Gentílicos são uma classe de palavras que designam um indivíduo de acordo com o seu local de nascimento, relacionado a países, Estados, regiões, províncias, enfim... Nós aqui do Rio Grande do Sul sabemos que somos e que nos tratam como gaúchos. Existe, inclusive, um enorme sentimento de orgulho por fazer parte desta categoria. Justificado (ou não), esse comportamento, infelizmente, carece, na maioria das vezes, de um grau de informação adequado sobre o que é, exatamente, ser gaúcho.
Em sua coluna da última sexta-feira, intitulada “Gaudério”, o meu colega e vizinho Eduardo Bueno, o Peninha, fez algumas considerações sobre o tema, deixando claro que até mesmo a origem etimológica da palavra gaúcho ainda é um enigma. Só não há dúvida de que, no início, o vocábulo era pejorativo, usado para definir alguém vagabundo, aquele que leva uma vida errante, sem destino, que vive perambulando. Essa transição de infâmia para “louvor” é curiosa.

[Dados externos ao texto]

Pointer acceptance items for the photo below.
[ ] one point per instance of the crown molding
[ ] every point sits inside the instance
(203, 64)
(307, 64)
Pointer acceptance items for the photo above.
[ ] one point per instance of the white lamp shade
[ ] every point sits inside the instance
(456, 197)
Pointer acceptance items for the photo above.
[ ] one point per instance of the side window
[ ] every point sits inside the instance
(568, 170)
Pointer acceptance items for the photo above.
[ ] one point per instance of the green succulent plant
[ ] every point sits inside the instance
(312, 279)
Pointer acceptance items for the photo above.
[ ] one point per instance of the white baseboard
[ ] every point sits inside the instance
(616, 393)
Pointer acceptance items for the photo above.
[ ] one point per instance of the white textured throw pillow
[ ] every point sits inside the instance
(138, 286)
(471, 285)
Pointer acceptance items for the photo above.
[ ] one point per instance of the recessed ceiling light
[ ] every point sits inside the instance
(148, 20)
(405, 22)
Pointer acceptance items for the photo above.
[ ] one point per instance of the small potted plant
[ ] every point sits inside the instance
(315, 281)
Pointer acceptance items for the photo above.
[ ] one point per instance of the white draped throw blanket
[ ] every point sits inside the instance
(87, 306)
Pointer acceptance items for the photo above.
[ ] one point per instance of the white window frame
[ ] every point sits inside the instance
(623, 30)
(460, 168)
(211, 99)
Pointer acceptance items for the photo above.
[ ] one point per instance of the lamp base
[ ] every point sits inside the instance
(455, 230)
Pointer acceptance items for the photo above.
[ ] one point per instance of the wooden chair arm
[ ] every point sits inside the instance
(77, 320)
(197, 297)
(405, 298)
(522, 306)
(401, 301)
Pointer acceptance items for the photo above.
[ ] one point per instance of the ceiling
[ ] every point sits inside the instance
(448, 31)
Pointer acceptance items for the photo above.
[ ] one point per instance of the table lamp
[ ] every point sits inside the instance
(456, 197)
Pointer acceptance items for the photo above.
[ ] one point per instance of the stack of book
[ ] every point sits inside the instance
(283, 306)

Para entender melhor e não dizer bobagem, uma boa ideia é começar pela leitura do ótimo livro A Origem do Gaúcho e Outros Ensaios, de Fernando Cacciatore (130 páginas, Buenas Ideias, 2017). Nessa edição caprichada, com capa dura, o autor, um diplomata que morou em diversos países, entre eles a Argentina, brinda-nos com a sua cultura, independência intelectual e coragem para enfrentar “verdades” estabelecidas tanto pela hegemonia dos escritores do centro-nordeste brasileiro como pela dos autores do Prata.
Uma das coisas legais é a sua capacidade de revisitar o passado sem abraçar os preconceitos que se forjam através do tempo, especialmente em momentos de ruptura, como na transição do Império para a República, ou após a Semana de Arte Moderna. O farol de Cacciatore é o Iluminismo. Com a sua inteligência, o escritor nos alerta que é natural que, depois de mudanças radicais, as novas ideias se imponham, impedindo que vejamos o que poderia haver de virtudes anteriormente.
É necessário maturidade (e informação) para compreender o passado e avaliá-lo corretamente. O poder hegemônico também constrói paradigmas que devem e precisam ser reavaliados. Ser gaúcho, como o porto-alegrense Fernando Cacciatore, é ser livre, principalmente para pensar.